The ngram index used by the wildcard field indexes _every_ ngram e.g. the document value 12345 is indexed as 123 , 234 and 345. At query time however we thin out the ngrams used in queries e.g. we'd drop the middle 234 in order to avoid having too many query terms.
Given the thinned use of ngrams at query time the proposal is we can shift much of this thinning to index-time.
This may make some queries slower (less selective ngram queries on short query strings) but would save on disk space.
The question becomes how many ngrams do we drop and which ones?
We could drop ngrams containing what we consider to be punctuation or perhaps those that ==0 when hash/modulo N'ed.

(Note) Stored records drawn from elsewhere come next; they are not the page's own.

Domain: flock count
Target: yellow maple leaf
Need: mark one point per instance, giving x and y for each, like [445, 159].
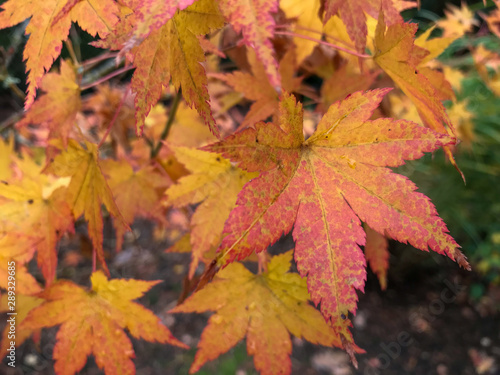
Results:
[93, 322]
[87, 190]
[34, 208]
[49, 25]
[264, 308]
[215, 182]
[458, 21]
[23, 305]
[17, 251]
[59, 106]
[174, 52]
[137, 193]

In this issue I will report on experiments using some sample data and various approaches.
Pinging @elastic/es-search (:Search/Search)

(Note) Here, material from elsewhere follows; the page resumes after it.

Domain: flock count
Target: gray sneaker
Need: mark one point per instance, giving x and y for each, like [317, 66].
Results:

If we go ahead with the idea of indexing less than 100% of ngrams in values (to save disk space) then I'd like to drop the existing support for fuzzy queries.

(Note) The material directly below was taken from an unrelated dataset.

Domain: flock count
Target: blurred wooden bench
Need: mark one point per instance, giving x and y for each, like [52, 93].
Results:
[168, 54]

The current implementation relies on the fact that the max fuzzy query edit distance of 2 can be neatly translated to an ngram OR query with a minimum-should-match of numNgrams - 2. This drastically reduces the number of candidate matches we need to verify. This logic does not hold if we drop ngrams from the index and we would have to revert to a match_all type ngram query meaning we would have to decompress and parse every binary document value in the index to verify matches.
Wildcard fields are typically long and the search string can only be 2 edit distances max different from the value. This seems like an unlikely search requirement - people are normally looking for fuzzy matching on short strings.
This does start to break our guarantees that wildcard fields == keyword fields in terms of feature compatibility though.
The problem with dropping terms at index-time (as opposed to the current search-time optimisations) is that you may make future searches hugely inefficient.
As an example - I experimented with dropping tokens where token.hashcode()%2 == 0 - roughly one in every 2 tokens.
The difficulty is that a query like *.exe* may be unlucky enough to throw away both the .ex and exe ngrams due to the way they hash. This is quite likely given the probability is the same as tossing heads twice in a row. When the coin tosses don't come up in your favour you have no tokens in the index with which to accelerate the search and then we have to perform a linear scan of all compressed binary doc values which would be very expensive.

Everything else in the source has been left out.